I just got back from the last day of our trade show where I manned a booth, talking and liveblogging simultaneously. I'm fried. Like I said yesterday, I'm all yakked out.
I was talking about it with a friend of mine in the booth and he suggested a biochemical reason for it. Essentially, the chemicals required for your neurons to fire may have been all used up during the trade show and there just aren't enough left to come home and blog. I hope we can find a psychiatrist blogger to explain this in a blogversation.
I just checked out The Last Psychiatrist. They've got some great posts. Maybe they can shed some light on this...
4 comments:
I know what you mean, I used to keep my journal religiously and now that I'm blogging all the time I feel all "wrote out" when it comes to write in my journal.

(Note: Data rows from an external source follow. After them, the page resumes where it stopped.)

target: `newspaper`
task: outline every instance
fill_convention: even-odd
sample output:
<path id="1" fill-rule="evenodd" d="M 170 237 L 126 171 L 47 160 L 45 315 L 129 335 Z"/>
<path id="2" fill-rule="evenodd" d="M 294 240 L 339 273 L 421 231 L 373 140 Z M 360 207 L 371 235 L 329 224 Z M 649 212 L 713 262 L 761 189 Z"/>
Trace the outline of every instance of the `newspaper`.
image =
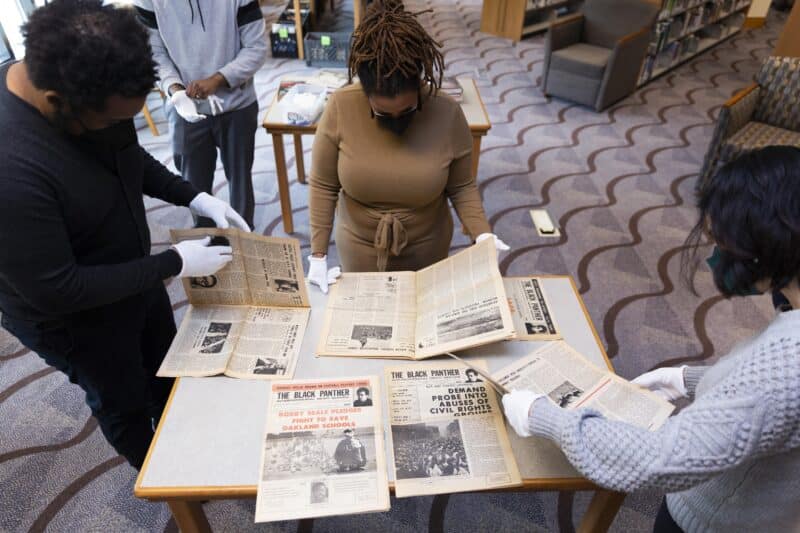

I'm not sure this is what happens here, but it is established that depletion of dopamine from, say, cocaine, leads one to not experience the next situation as particularly exciting.

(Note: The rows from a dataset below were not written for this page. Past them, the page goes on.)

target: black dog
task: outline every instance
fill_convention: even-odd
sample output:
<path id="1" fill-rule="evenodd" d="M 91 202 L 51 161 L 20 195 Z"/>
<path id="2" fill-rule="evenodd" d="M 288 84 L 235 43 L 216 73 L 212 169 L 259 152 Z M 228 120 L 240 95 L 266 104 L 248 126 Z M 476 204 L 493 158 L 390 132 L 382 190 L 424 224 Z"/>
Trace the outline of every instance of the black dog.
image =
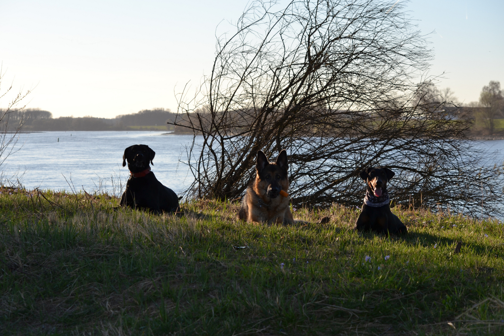
<path id="1" fill-rule="evenodd" d="M 390 211 L 387 182 L 395 173 L 386 167 L 370 168 L 360 172 L 367 190 L 364 197 L 362 211 L 355 222 L 354 230 L 392 234 L 406 233 L 406 227 Z"/>
<path id="2" fill-rule="evenodd" d="M 130 169 L 131 176 L 126 183 L 126 190 L 121 197 L 120 206 L 149 210 L 156 214 L 178 210 L 176 194 L 158 181 L 151 171 L 149 162 L 155 152 L 147 145 L 134 145 L 124 150 L 122 166 Z"/>

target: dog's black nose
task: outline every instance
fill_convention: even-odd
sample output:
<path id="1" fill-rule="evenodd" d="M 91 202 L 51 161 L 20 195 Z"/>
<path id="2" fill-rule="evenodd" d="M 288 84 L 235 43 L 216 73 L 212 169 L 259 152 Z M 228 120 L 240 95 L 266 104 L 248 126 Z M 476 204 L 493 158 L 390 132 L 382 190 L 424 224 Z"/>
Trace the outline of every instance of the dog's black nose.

It also happens to neurons in a different manner, such that you can't fire the neuron again until after a time when the voltage resets (called refractory period.)
But with respect to the journal/blog problem of scribbit, you might try what I do: write each in a different voice, or persona, or perspective. If you keep the frame of reference separate, even the same topic will be freshly available for different insights. I sometimes even blog from the opposite position to the one I normally hold, just to see what emerges.
Another idea is to always start each blog post with a photo (or every journal entry with a drawing)-- this is a surprisingly effective way to get the juices flowing. I have several posts on my blog that simply would not have existed without the related photo (the white high heels/narcissism one jumps to mind):
http://thelastpsychiatrist.com/2006/12/if_this_is_one_of_the_sexiest.html
I missed the "y" in "psychiatric." How embarrassng!